# decoder???



## dagnarble (Mar 23, 2010)

I think I posted in the wrong forum yesterday. Here is my questions. My Atlas RS11's board has a plug on one end, but all the pictures I see on websites indicated you just change the board to move to DCC. Was there some RS11 models that had plugs so you just bought the proper decoder??? ALSO is there a decoder for a S3 that is better suited to its size? Thanks


----------



## Bman (Aug 24, 2010)

I don't know if you found an answer to this question or not, but I have some newer Atlas Silver engines and I wouldn't want anybody to do what I did. I like to use digitrax decoders and when I bought a GP40 the recommended decoder was the board replacement decoder DH165A0. Not a big deal to install except for the fact the new board was longer than the original and it did not fit very well in the loco at all. I really had to "shoe horn'' it in, not really proud of that install. When I bought my next atlas, a GP40-2 I just bought a decoder with an eight pin socket, a DH163PS and it plugged right in.

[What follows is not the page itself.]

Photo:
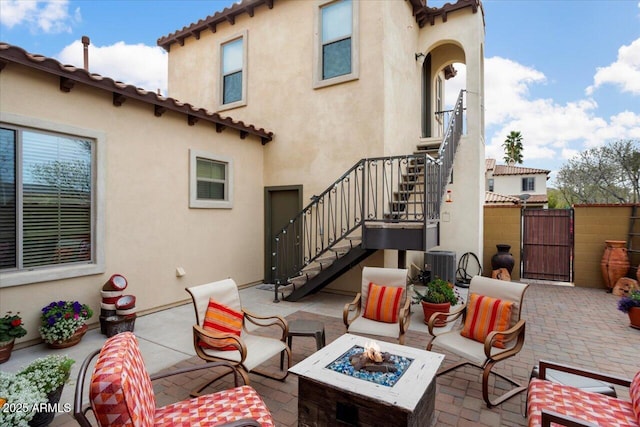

To make a long story longer, I think that a recommended decoder is one with more functions (maybe an easy plug in for the sound bug decoder) I think I could have gotten away with the other recommended decoder a DH165IP I think it's shorter, but my LHS didn't have that one.


----------



## dagnarble (Mar 23, 2010)

*decoder*

Thanks Bman Thought that I could do either /or but just wanted to check. I will just get the 8 pin plug decoder.


----------



## tankist (Jun 11, 2009)

no experience with your exact loco, but its really up to you. i have both light-board replacement and plugin decoders. can't say i prefer one over the other, at the end the result is the same


----------